The upstart electric car maker from California courted publicity last week with an announcement that it will have a model called FF ready by 2017. It said on its website that it would be “a 100% electric, zero-emission, fully-connected” car that would be highly personalised and would be designed for the Everyman unlike Tesla’s cars which cater to the rich and elite.
Little detail is forthcoming on the car but Faraday Future or FF, as it likes to call itself, will divulge more information in due course.
The company, based in Gardena near Los Angeles, appears to be backed by big investors as it already claims to have 200 employees on its payroll and boast of big-name talents from the EV industry.
The company, set up only last year, is also seeking to hire more engineers, designers and supply chain professionals and is also scouting around for a site for its plant.
Big names from Tesla, Chevrolet, BMW, SpaceX and Lamborghini are on board lending weight that FF is serious about what it plans to do.
A Motor Trend report said Nick Sampson is the FF product Architect, and was the former Vehicle and Chassis Engineer for the Tesla Model S. Others listed in the report included Richard Kim (ex-BMW i8 Concept); Silva Hiti (ex- Chevrolet Volt); Pontus Fontaeus (former Lamborghini, Ferrari, Land Rover); Page Beermann (ex-BMW) and Porter Harris (ex-SpaceX battery expert).

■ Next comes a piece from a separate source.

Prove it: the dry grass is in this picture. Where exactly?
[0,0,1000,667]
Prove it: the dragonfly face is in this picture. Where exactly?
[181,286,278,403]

It’s exciting times ahead for FF and it must navigate tough challenges ahead to ensure it does not end up like failed EV maker Fisker Automotive.
Meanwhile, Apple’s rumoured “Project Titan” for an electric car seems to be forging ahead. When you think about it, a modern car is basically a big computer on wheels with numerous computers and sensors managing various sub-systems in the car. So it’s entirely possible that the “Apple Car” is coming though whether it would be an autonomous car is not verifiable at this time.
Like, FF, Apple is reported to have about 200 people working on the project with room for 800 more
Clues include Apple’s meetings with Magna Steyr, contract manufacturer for high-end cars and Apple’s recent hires of experts from the car industry such as David Nelson, John Ireland, and Lauren Ciminera, all from Tesla.
Other employees formerly worked at Ford, and GM and some battery experts were formerly from A123 Systems. Leading the project is Steve Zadesky, Apple VP of Product Design.
The Apple Car, if it ever sees the light of day, is expected to be ready in 2020.